Structural variants in viral genomes further expand viral proteome complexity
Through placing the co-occurred insertions and deletions onto the individual FL transcripts, it was possible to investigate the precise impacts of these variants on the viral protein translation. From the collection of the 1,114 sgRNA-derived FL cDNA sequences, 23% of these transcripts carrying frameshifts with >35aa predicted translated protein products of truncations (20.1%), extension (1.2%) and new peptides of no known functional annotation (1.3%). Intriguingly, low frequency of FL cDNAs producing potential fusion proteins was also observed. For example, a 257 amino-acid Membrane and ORF6 fusion peptide resulted from a 31 -bases deletion. From the combinatorial effects of the non-synonymous SNVs and detected indels, the diversity of the SARS-CoV- 2 encoded proteome were derived for each of the sgRNA species. Studies identified the translated proteins as the following five groups: 1) Wild type proteins of known annotation. 2) Proteins of known annotation with amino acid substitutions. 3) Truncated proteins of known annotation with or without amino acid substitutions. 4) Proteins of known annotation with C-terminal extension, and 5) New peptides. The proportions of the wild-type proteins and their corresponding variant types for each of the eight sgRNA- encoded proteins were shown in Fig. 10C. As expected, vast majority of the predicted structural and accessory proteins translated from sgRNAs detected in these clinical samples were full-length forms. Among the eight sgRNA-encoded proteins, ORF6 and Envelop are the most stable with 93% and 92% predicted FL wild-type proteins.
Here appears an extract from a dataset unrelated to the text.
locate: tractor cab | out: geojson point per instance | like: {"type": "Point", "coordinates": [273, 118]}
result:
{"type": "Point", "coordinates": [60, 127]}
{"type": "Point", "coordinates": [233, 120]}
The predominant forms of S and ORF3a carry amino acid substitutions D614G and Q57H resulted from the non-synonymous SNVs in MN908947.3:25563 (G>U) and MN908947.3:23403 (A>G), respectively. SARS-CoV-2 D614G variant, emerging early during the pandemic, was suggested to possess higher infectivity [Korber, B. et al., Cell (2020) 182, 812-827 el 9] while the effect of Q57H variant on viral pathophysiology is currently less clear. Similar to D614G, Q57H variant could be subjected to natural selection because it was only reported at < 6% in Feb 2020 [Koyama, T. et al., Bull World Health Organ (2020) 98, 495-504], 56% of Spike and 41% of Nucleocapsid were predicted to be truncated. The deleted regions for function domains were further annotated using the NCBI conserved domain database (CDD) [Lu, S. et al., Nucleic Acids Res (2020) 48, D265-D268] and, results surprisingly indicated 41% and 42% of the predicted truncated Spike and Nucleocapsid proteins lacking the receptor-binding domain (RBD) and RNA- binding domain (PSSM-ID 394862), respectively. S protein functions to mediate host cell entry through angiotensin-converting enzyme 2 (ACE2) receptor binding [Letko, M. et al., Nat Microbiol (2020) 5, 562-569] and RNA-binding domain in N protein plays an important role in virus transcription and assembly [McBride, R. et al., Viruses (2014) 6, 2991-3018], These proteins are widely used as targets for vaccine and drug development [Ahmed, S.F. et al., Viruses (2020) 12, 254], with some exclusively targeting the RBD for treatments with neutralizing antibodies [Salvatori, G. et al., J Transl Med (2020) 18, 222], While the high frequencies of structural deletion in these proteins were only observed in selected samples with high viral content, if verified in a larger population of the infected human cells, they could have significant ramifications on the efficacy of antibody-induced immunity and devising treatment strategies.
Discussion
These studies examined activity of SARS-CoV-2 transcription and the complexity of viral genome structural variation in infected human hosts with distinct disease severity. Through a combination of multi-scale genomic analyses, the expression of sgRNA species was quantitatively evaluated in a broad range of swabs collected for routine PCR-based diagnostics and the results revealed that the relative abundance of sgRNAs were significantly lower in the infected individuals without COVID-19 associated symptoms, indicating repressed viral transcription. The lower levels of sgRNAs detected in the asymptomatic infection was unlikely due to the timing of the sample collections, i.e. pre- symptomatic because sgRNAs are thought to be abundant in early infection [Wolfel, R. et al., Nature (2020) 581, 465-469], Moreover, the repression of sgRNA was not attributed by the differences in viral load and the sgRNAs quantities were normalized with the levels of gRNAs in each sample.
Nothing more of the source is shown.